When Omnibus Bills Attack! 2012-06-24T22:21:59-04:00

(The following is from an article for an upcoming issue of PRISM magazine. Frankly, the lead-time for that bimonthly is so long I've lost track of when this will be published — it could be July/August 2005.)

A summer camp counselor once told me, "If you can't tie a good knot, tie a lot of them."

Congress seems to be following this advice in recent months as they have considered a series of massive, messy omnibus bills.

These proposals, often sprawling for thousands of pages, do not lend themselves to careful, responsible lawmaking.

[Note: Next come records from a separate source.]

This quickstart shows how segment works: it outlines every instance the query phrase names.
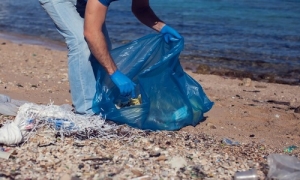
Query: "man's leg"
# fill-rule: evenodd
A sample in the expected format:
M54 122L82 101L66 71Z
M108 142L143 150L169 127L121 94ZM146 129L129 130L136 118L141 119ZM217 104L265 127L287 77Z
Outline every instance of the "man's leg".
M55 23L58 32L65 38L69 49L69 83L75 109L81 114L93 114L92 101L96 92L96 80L89 59L95 60L83 36L84 4L80 3L82 7L76 6L76 0L39 1ZM110 46L106 28L103 31Z

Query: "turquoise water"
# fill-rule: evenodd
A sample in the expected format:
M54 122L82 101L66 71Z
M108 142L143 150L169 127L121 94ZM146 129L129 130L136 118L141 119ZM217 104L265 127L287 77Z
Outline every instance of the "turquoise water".
M271 74L300 83L299 0L150 0L156 14L185 38L185 58L215 69ZM113 2L107 26L114 47L153 30ZM63 41L37 0L1 0L0 31Z

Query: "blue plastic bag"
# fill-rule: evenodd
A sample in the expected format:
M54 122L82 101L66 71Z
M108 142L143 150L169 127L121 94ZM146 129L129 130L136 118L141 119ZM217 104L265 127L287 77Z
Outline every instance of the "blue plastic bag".
M178 130L197 125L213 102L201 85L186 74L179 62L183 39L166 43L160 34L150 34L113 49L118 69L136 84L140 105L117 108L124 101L103 68L98 70L93 111L106 119L149 130ZM126 100L125 100L126 101Z

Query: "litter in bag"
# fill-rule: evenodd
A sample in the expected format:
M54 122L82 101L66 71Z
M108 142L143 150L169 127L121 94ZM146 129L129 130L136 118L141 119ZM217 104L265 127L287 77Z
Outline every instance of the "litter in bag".
M98 67L93 111L116 123L147 130L178 130L197 125L209 111L211 102L201 85L186 74L179 62L183 39L166 43L160 34L150 34L113 49L110 53L118 69L135 84L141 103L122 97L109 75Z

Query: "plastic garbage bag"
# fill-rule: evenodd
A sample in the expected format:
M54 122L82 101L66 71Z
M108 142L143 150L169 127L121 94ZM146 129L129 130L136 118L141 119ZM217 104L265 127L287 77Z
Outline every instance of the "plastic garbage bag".
M0 103L10 102L11 99L9 96L6 96L4 94L0 94Z
M27 101L11 99L9 96L0 94L0 114L16 116L19 107L25 103L27 103Z
M6 103L0 103L0 114L7 115L7 116L16 116L18 112L19 107L6 102Z
M293 156L270 154L268 178L277 180L299 180L300 160Z
M109 75L99 67L93 111L140 129L178 130L198 124L213 102L183 71L179 62L183 45L183 39L167 44L162 35L150 34L113 49L112 58L136 84L135 94L141 96L141 104L117 107L120 102L129 102L130 97L121 97Z

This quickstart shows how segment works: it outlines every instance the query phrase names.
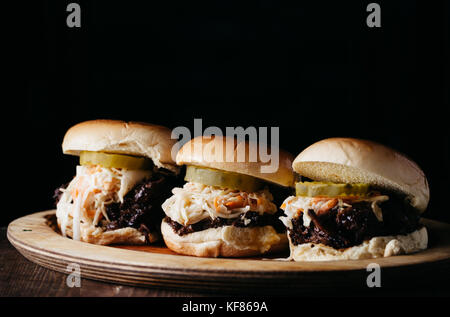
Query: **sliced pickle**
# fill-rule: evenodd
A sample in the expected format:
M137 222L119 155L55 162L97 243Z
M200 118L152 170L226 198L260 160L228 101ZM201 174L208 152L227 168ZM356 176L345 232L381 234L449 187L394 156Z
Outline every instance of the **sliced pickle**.
M197 166L188 166L184 179L188 182L238 189L246 192L255 192L264 186L264 181L252 176Z
M80 153L80 164L128 170L151 169L153 166L153 162L145 157L91 151L82 151Z
M298 182L295 183L297 196L365 196L369 193L368 184L336 184L326 182Z

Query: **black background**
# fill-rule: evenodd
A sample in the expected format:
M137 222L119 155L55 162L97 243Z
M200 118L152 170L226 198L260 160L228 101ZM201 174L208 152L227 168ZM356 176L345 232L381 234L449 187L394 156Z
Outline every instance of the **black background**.
M370 1L77 1L79 29L70 2L23 3L8 29L1 225L52 208L77 163L65 131L98 118L277 126L294 155L325 137L379 141L422 167L425 216L450 222L448 1L378 1L381 28L366 25Z

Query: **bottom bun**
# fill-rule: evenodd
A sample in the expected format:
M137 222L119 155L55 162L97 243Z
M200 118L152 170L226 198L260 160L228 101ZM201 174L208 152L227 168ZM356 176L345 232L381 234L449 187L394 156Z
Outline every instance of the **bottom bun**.
M286 234L277 233L272 226L223 226L180 236L163 220L161 233L169 249L201 257L255 256L280 252L288 247Z
M58 228L61 230L61 224L58 220ZM66 235L73 237L72 224L69 222L66 228ZM93 225L80 224L80 241L108 245L108 244L145 244L146 236L131 227L120 228L116 230L104 231L99 227ZM159 240L159 234L156 232L150 232L147 234L148 241L150 243Z
M427 229L422 227L407 235L374 237L360 245L334 249L324 244L304 243L293 245L290 259L294 261L331 261L331 260L360 260L408 254L427 248Z

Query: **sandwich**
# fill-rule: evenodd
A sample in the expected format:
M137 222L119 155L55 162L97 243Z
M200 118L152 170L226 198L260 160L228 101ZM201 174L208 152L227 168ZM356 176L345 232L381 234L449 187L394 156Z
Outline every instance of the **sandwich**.
M227 142L234 143L228 152ZM179 150L176 162L186 165L186 183L174 188L162 205L166 217L161 233L168 248L200 257L287 250L279 220L282 211L273 193L286 192L293 185L293 157L279 151L276 171L263 173L266 163L259 155L249 159L249 153L257 150L255 143L220 136L196 137ZM243 153L245 159L240 160Z
M161 204L178 184L170 136L166 127L118 120L71 127L62 150L80 164L55 192L62 235L101 245L157 241Z
M420 215L429 201L424 172L381 144L330 138L293 162L301 177L281 218L295 261L388 257L427 248Z

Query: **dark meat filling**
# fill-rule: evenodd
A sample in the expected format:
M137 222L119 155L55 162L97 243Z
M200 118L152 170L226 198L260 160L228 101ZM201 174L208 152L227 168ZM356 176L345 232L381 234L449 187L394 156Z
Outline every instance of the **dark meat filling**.
M179 186L181 180L165 170L155 172L150 179L146 179L135 185L125 196L123 203L111 203L106 205L106 213L110 222L106 219L99 222L98 226L104 230L115 230L132 227L141 231L145 236L151 231L159 232L164 212L162 203L171 195L173 187ZM60 188L66 188L68 184ZM61 190L55 191L54 199L58 203Z
M292 219L289 236L294 245L322 243L335 249L359 245L372 237L404 235L421 227L419 214L403 203L403 199L391 197L381 203L383 221L378 221L370 202L357 202L351 207L338 206L320 215L307 210L311 217L309 227L303 225L303 217Z
M236 227L263 227L272 226L278 233L286 231L283 223L279 220L279 217L283 214L282 210L278 210L275 214L262 214L255 211L247 211L242 216L233 219L226 218L207 218L197 223L183 226L182 224L173 221L169 217L164 218L173 229L173 231L183 236L188 233L206 230L209 228L218 228L223 226L236 226ZM247 224L246 224L247 223Z
M150 179L134 186L123 203L106 205L109 222L101 223L105 230L132 227L144 234L159 231L164 212L162 203L171 195L178 180L169 174L155 173Z

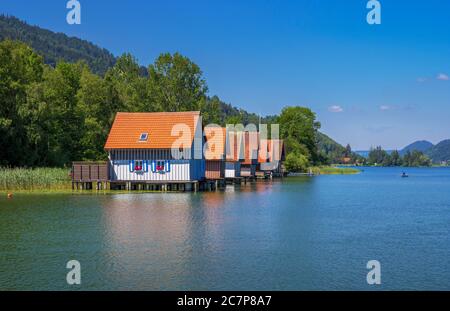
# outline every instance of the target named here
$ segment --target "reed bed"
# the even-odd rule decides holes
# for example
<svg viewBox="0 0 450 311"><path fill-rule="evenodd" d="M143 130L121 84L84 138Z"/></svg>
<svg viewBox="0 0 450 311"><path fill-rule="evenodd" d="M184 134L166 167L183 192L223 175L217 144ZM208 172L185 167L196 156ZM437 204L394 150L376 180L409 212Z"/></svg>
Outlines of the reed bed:
<svg viewBox="0 0 450 311"><path fill-rule="evenodd" d="M68 190L71 187L68 169L0 167L0 191Z"/></svg>
<svg viewBox="0 0 450 311"><path fill-rule="evenodd" d="M334 167L334 166L320 166L313 167L314 175L348 175L358 174L361 171L352 167Z"/></svg>

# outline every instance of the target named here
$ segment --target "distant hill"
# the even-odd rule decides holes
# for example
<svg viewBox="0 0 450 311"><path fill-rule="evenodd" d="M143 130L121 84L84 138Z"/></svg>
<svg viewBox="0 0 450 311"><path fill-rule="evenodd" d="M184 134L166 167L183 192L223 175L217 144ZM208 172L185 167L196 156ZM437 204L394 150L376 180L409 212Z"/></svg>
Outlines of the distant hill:
<svg viewBox="0 0 450 311"><path fill-rule="evenodd" d="M341 163L342 157L346 153L346 148L344 146L321 132L317 132L316 139L319 154L325 155L332 164ZM358 158L359 156L358 152L353 152L352 157Z"/></svg>
<svg viewBox="0 0 450 311"><path fill-rule="evenodd" d="M450 161L450 139L443 140L425 152L435 163Z"/></svg>
<svg viewBox="0 0 450 311"><path fill-rule="evenodd" d="M450 139L443 140L437 145L433 145L426 140L416 141L403 148L400 154L403 156L408 151L414 150L425 153L434 163L450 161Z"/></svg>
<svg viewBox="0 0 450 311"><path fill-rule="evenodd" d="M85 60L92 72L103 75L116 62L108 50L89 41L31 26L13 16L0 15L0 41L4 39L27 43L51 66L59 60Z"/></svg>
<svg viewBox="0 0 450 311"><path fill-rule="evenodd" d="M317 147L319 148L319 152L325 154L337 153L339 157L342 157L342 154L345 152L344 146L321 132L317 133Z"/></svg>
<svg viewBox="0 0 450 311"><path fill-rule="evenodd" d="M433 144L426 140L419 140L416 142L413 142L412 144L406 146L402 150L400 150L400 155L404 156L408 151L421 151L423 153L426 153L429 149L433 148Z"/></svg>

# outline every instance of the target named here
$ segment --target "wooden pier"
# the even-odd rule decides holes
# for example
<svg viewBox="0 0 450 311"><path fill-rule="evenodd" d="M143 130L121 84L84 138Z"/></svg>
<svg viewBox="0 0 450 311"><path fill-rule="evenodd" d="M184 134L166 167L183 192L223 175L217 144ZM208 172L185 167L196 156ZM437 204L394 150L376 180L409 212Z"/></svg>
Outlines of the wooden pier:
<svg viewBox="0 0 450 311"><path fill-rule="evenodd" d="M193 181L111 181L106 162L74 162L72 164L72 190L122 191L216 191L226 186L224 178Z"/></svg>
<svg viewBox="0 0 450 311"><path fill-rule="evenodd" d="M72 165L72 190L120 190L151 192L199 192L217 191L226 185L246 185L258 179L272 179L267 174L241 176L233 178L204 179L192 181L156 181L156 180L110 180L106 162L74 162Z"/></svg>
<svg viewBox="0 0 450 311"><path fill-rule="evenodd" d="M72 163L72 190L107 190L108 187L106 162Z"/></svg>

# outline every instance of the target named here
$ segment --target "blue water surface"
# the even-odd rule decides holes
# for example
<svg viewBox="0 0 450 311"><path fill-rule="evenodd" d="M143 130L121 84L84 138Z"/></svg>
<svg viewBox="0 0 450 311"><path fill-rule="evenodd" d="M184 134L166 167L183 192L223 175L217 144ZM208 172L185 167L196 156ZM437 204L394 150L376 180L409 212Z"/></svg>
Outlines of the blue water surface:
<svg viewBox="0 0 450 311"><path fill-rule="evenodd" d="M2 290L450 290L449 258L448 168L0 198Z"/></svg>

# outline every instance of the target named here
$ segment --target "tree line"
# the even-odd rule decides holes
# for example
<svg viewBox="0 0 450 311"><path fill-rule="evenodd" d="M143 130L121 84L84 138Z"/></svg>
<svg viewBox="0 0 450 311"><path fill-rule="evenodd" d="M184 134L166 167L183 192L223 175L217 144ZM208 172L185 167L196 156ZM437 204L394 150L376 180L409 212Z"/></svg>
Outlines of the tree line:
<svg viewBox="0 0 450 311"><path fill-rule="evenodd" d="M418 150L408 151L403 156L397 150L392 151L390 154L378 146L372 148L369 152L367 159L369 165L378 166L431 166L432 161L423 152Z"/></svg>
<svg viewBox="0 0 450 311"><path fill-rule="evenodd" d="M320 123L305 107L286 107L260 119L217 96L198 65L163 53L142 74L130 54L104 75L84 61L44 63L28 45L0 42L0 166L63 167L72 161L105 160L103 150L117 112L200 110L205 124L279 123L293 170L329 161L319 150Z"/></svg>

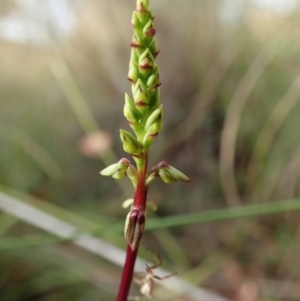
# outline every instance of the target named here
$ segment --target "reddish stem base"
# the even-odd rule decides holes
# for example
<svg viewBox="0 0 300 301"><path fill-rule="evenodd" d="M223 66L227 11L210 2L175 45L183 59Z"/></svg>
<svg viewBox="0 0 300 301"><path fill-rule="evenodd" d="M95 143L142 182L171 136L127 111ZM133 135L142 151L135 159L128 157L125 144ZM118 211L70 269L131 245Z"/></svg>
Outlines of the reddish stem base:
<svg viewBox="0 0 300 301"><path fill-rule="evenodd" d="M136 250L132 251L130 246L127 246L126 261L123 268L123 274L122 274L121 284L119 287L117 301L127 300L137 253L138 253L138 247L136 248Z"/></svg>

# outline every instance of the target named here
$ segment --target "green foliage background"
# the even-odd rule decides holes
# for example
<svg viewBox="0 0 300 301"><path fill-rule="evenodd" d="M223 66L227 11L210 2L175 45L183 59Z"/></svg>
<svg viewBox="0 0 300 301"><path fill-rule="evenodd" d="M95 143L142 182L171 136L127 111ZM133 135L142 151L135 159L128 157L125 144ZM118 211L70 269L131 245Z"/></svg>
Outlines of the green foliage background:
<svg viewBox="0 0 300 301"><path fill-rule="evenodd" d="M99 171L126 157L119 129L127 128L135 3L56 2L0 4L1 190L34 197L37 208L125 248L121 204L131 185ZM148 213L154 226L143 249L231 300L300 300L299 212L261 215L300 196L299 6L284 13L251 1L153 0L151 7L165 114L150 162L167 160L192 182L151 185L158 211ZM9 18L23 22L16 39L5 38ZM178 218L176 226L177 215L226 216L250 205L251 218L213 214L206 223ZM173 227L155 229L154 218L168 216ZM113 264L4 211L0 234L1 300L114 299Z"/></svg>

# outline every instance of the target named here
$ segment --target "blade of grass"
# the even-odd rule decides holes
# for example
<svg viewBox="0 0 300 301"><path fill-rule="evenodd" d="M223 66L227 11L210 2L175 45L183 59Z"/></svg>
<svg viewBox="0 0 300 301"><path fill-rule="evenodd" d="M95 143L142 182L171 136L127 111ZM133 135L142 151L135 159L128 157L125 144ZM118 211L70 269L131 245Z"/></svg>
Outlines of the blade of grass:
<svg viewBox="0 0 300 301"><path fill-rule="evenodd" d="M4 235L13 225L18 222L18 219L8 214L1 214L0 216L0 237Z"/></svg>
<svg viewBox="0 0 300 301"><path fill-rule="evenodd" d="M161 227L176 227L204 222L216 222L229 219L257 217L289 211L300 210L300 199L285 200L280 202L263 203L256 205L240 206L235 208L217 209L194 214L160 217L149 219L147 229Z"/></svg>
<svg viewBox="0 0 300 301"><path fill-rule="evenodd" d="M233 254L225 255L222 250L216 250L197 267L184 273L184 278L189 280L191 283L202 283L214 272L219 270L222 265L232 258L232 256Z"/></svg>
<svg viewBox="0 0 300 301"><path fill-rule="evenodd" d="M49 152L27 133L16 128L1 125L0 138L20 147L43 169L49 178L60 179L62 170Z"/></svg>
<svg viewBox="0 0 300 301"><path fill-rule="evenodd" d="M59 242L66 242L73 240L73 238L58 238L50 236L49 234L32 234L15 237L6 237L0 239L0 251L11 249L23 249L36 247L47 244L54 244Z"/></svg>
<svg viewBox="0 0 300 301"><path fill-rule="evenodd" d="M272 151L272 146L278 132L283 127L284 122L287 120L289 114L293 111L299 101L299 94L300 77L297 77L273 108L256 139L247 166L248 178L251 177L252 182L257 182L258 188L256 188L256 194L261 193L259 186L268 186L268 188L271 186L269 190L272 191L272 188L274 188L273 186L277 183L277 181L273 181L273 185L266 185L263 179L259 178L263 173L264 165L267 165L267 156L269 156ZM253 166L255 166L255 169L253 169ZM275 177L275 179L277 179L277 177ZM252 198L253 200L256 199L255 193Z"/></svg>
<svg viewBox="0 0 300 301"><path fill-rule="evenodd" d="M228 205L241 205L234 173L235 146L243 109L258 80L272 60L278 55L284 43L278 43L285 28L264 46L250 64L246 74L237 85L229 103L221 134L220 179Z"/></svg>
<svg viewBox="0 0 300 301"><path fill-rule="evenodd" d="M3 187L0 187L2 190ZM4 194L5 195L5 194ZM1 196L1 192L0 192ZM22 202L24 203L24 202ZM43 201L39 200L40 208L48 209L49 204L44 207ZM34 210L38 210L33 207L33 203L24 203L24 205L32 206ZM0 203L1 206L1 203ZM54 206L54 205L53 205ZM50 206L51 207L51 206ZM50 208L49 207L49 208ZM64 215L65 210L59 207L54 206L55 210L50 210L50 213L55 216L62 217ZM198 212L193 214L184 214L184 215L176 215L170 217L160 217L158 218L149 218L147 221L146 230L166 228L166 227L176 227L181 225L190 225L197 223L205 223L205 222L216 222L230 219L239 219L239 218L250 218L257 217L260 215L270 215L270 214L280 214L284 212L290 211L298 211L300 210L300 199L290 199L283 200L279 202L272 203L260 203L260 204L251 204L245 205L235 208L225 208L225 209L216 209L216 210L208 210L204 212ZM67 215L66 211L66 215ZM77 215L72 213L74 220L77 219ZM79 216L78 216L79 219ZM80 224L83 225L84 217L80 217ZM86 220L86 222L90 225L89 232L94 234L101 234L103 232L123 232L123 223L116 223L111 225L109 228L105 225L99 226L97 223L93 223L91 221ZM80 230L84 230L84 228L80 227Z"/></svg>

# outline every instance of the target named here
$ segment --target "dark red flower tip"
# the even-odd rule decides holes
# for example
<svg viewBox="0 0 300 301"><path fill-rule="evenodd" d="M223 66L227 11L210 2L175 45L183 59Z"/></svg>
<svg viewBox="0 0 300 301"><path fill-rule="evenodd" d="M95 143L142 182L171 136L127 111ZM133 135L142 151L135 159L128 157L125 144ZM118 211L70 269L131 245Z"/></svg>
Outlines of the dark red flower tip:
<svg viewBox="0 0 300 301"><path fill-rule="evenodd" d="M161 161L160 163L158 163L157 164L157 167L158 168L169 168L170 167L170 165L168 164L168 162L166 162L166 161Z"/></svg>
<svg viewBox="0 0 300 301"><path fill-rule="evenodd" d="M148 63L141 64L141 65L139 65L139 67L143 70L152 70L153 69L153 66Z"/></svg>
<svg viewBox="0 0 300 301"><path fill-rule="evenodd" d="M148 106L148 104L146 102L142 101L142 100L137 101L135 104L138 107L146 107L146 106Z"/></svg>
<svg viewBox="0 0 300 301"><path fill-rule="evenodd" d="M132 82L132 83L136 83L136 80L132 79L131 77L127 76L127 79Z"/></svg>
<svg viewBox="0 0 300 301"><path fill-rule="evenodd" d="M140 44L138 44L138 43L136 43L136 42L134 42L134 41L132 41L132 42L130 43L130 46L131 46L132 48L143 48L142 45L140 45Z"/></svg>
<svg viewBox="0 0 300 301"><path fill-rule="evenodd" d="M154 36L155 33L156 33L156 29L155 29L154 27L148 29L148 30L145 32L145 34L146 34L147 36Z"/></svg>
<svg viewBox="0 0 300 301"><path fill-rule="evenodd" d="M161 83L158 83L158 84L156 84L156 85L153 85L153 86L151 86L150 88L156 89L156 88L158 88L159 86L161 86Z"/></svg>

Take for example the expansive and expensive legislation recently signed into law that began as an effort to add a prescription drug benefit to the federal Medicare insurance program. Washington Post columnist E.J. Dionne best described this bill when he wrote that Congress "went in to design a prescription drug benefit for seniors and came out with an aardvark."

The centerpiece of the bill — the drug benefit — does not take effect until 2006. And no one is entirely certain what else is in the bill.

News coverage of the measure the day it was passed by the House of Representatives was based on sketchy summaries provided by legislative aides to members of the House leadership. It is possible that some of those aides had the opportunity to skim the entire bill before it was voted on. It is almost certain that their bosses did not.

Giant omnibus bills — like the Medicare law and the current energy bill — do not allow lawmakers to vote responsibly. Members of Congress shouldn't be voting on bills that they haven't had a chance to read.

I'd like to see some member of Congress have the courage to refuse to go along with the charade that these unwieldy measures can be responsibly considered.